Me parece que la explicación de Dios no está en lo cotidiano, pero si en el origen. Pensemos en la lluvia. Un análisis de ella nos lleva al ciclo del agua, que a su vez se explica por la composición química del líquido. Luego, la naturaleza de los elementos nos remite a los átomos y de ahí­ a la física de partículas. De manera que podemos explicar a la perfección y de manera comprobable cómo y porqué llueve sin necesidad de recurrir a la divinidad.

Aventuro que, tal vez, llegue el momento en que la humanidad sea capaz de explicar todo cuanto ES y ocurre en el Universo.
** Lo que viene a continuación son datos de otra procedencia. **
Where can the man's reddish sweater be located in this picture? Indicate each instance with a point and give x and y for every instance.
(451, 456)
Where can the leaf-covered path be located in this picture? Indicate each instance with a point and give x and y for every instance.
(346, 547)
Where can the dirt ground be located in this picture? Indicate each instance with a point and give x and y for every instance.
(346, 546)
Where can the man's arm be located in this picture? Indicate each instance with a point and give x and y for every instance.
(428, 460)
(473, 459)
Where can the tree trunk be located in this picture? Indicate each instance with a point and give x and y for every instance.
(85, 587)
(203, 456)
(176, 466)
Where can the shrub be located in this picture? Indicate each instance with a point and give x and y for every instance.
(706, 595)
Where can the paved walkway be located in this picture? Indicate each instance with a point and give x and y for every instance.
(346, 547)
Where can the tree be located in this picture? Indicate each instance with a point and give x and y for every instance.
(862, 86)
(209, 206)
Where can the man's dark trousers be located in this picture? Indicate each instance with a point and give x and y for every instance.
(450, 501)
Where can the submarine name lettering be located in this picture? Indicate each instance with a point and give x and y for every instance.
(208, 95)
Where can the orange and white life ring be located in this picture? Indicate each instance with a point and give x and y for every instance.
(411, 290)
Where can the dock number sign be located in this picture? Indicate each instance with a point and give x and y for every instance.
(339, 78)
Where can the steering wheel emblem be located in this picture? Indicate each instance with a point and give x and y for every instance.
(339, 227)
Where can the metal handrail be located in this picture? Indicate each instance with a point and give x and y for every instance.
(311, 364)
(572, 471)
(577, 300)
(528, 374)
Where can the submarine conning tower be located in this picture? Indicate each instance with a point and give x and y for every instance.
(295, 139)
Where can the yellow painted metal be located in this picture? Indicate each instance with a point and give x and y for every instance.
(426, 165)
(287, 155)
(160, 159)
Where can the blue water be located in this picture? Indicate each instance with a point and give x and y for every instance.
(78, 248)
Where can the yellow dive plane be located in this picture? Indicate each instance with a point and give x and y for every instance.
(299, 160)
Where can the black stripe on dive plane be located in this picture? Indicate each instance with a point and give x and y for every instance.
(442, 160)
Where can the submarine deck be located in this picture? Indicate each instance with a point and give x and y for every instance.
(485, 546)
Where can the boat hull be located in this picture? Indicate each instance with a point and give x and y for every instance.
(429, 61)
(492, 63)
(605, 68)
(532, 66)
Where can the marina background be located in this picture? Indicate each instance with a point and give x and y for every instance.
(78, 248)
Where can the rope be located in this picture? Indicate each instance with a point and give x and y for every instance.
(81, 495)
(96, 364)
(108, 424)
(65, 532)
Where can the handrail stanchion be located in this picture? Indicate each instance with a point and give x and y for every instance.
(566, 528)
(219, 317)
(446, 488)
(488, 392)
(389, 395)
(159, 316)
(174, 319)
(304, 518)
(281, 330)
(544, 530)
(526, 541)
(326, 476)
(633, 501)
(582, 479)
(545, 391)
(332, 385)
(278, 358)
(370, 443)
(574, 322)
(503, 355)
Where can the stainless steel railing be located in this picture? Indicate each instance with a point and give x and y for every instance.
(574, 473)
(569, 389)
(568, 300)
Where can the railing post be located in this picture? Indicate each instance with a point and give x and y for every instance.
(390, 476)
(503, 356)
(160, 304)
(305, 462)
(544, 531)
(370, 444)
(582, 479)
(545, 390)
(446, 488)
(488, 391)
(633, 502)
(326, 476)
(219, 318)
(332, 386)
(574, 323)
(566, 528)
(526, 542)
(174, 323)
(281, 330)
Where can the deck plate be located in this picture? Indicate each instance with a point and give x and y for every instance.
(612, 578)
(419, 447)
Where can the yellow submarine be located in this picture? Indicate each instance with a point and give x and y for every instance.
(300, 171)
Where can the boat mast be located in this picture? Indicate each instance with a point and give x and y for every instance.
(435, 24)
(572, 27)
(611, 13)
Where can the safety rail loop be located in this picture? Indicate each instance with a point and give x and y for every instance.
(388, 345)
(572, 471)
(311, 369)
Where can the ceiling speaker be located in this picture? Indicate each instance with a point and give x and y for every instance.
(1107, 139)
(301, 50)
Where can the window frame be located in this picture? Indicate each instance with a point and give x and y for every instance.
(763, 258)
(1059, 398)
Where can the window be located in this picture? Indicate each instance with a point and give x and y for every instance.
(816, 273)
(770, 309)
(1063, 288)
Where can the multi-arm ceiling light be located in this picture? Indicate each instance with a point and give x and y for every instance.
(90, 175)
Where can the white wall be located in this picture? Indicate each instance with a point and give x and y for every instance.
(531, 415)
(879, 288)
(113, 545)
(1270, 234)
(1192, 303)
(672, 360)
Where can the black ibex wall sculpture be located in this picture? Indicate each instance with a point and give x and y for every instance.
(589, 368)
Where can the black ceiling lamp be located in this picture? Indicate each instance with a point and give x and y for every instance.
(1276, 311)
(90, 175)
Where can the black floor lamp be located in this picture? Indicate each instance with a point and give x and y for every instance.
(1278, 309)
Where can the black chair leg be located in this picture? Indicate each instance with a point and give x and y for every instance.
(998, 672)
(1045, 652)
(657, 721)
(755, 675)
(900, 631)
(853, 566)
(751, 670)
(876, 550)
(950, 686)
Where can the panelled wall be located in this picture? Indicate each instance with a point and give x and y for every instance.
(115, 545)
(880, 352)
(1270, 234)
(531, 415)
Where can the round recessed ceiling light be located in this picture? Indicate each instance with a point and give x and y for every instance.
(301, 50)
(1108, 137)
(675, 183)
Y puede que, en efecto, sepamos cómo funciona la existencia, pero por definición, tal vez nunca podremos explicar mediante la ciencia porque funciona así­ y no de otra manera. ¿Por qué el agua hierve a nivel de mar a 100ºC y a menos conforme se eleva su altura? ¿Por qué el electrón es de carga negativa y no positiva?

Enunciar las leyes del universo nos dice cómo es que éste funciona, pero no nos explica porque son esas leyes y no otras.

Decir que una cosa es de una forma cuando pudo haber sido de otra implica una cuestión de voluntad. Si un pastel es de chocolate y no de fresa, es porque así lo determinó el cocinero. ¿Entonces quién decidió las leyes del universo?

Hemos llegado al punto en el cual podemos empezar a utilizar la palabra Dios no como el diseñador del estado actual del cosmos sino como el principio ordenador de las leyes básicas de la materia. Un Dios que no crea a la humanidad ya que ésta es resultado de la evolución; un Dios que tampoco crea la vida. Un Dios que simplemente tiene una función (digamos) “legislativa” en términos físicos y que se limita al momento de la creación. Después de la creación del Universo, todo cuanto ha sucedido y sucederá es resultado lógico de las interacciones de la materia en forma aleatoria durante miles de millones de años y se puede explicar a la perfección sin la presencia de Dios y con la evidencia suficiente para afirmarlo.

Sin embargo, hablar de “voluntad” puede llevarnos a cometer el error de creer que existe un ser ajeno al universo y del cual es su creador. Me parece que debemos cambiar nuestra concepción de Dios. Y peor aún, a la tentación de pretender interpretarlo o servirle de vocero.

Es urgente dejar de pensar la divinidad como si fuera una persona y empezar a concebirle como un hecho: el hecho de las leyes fundamentales que rigen el universo.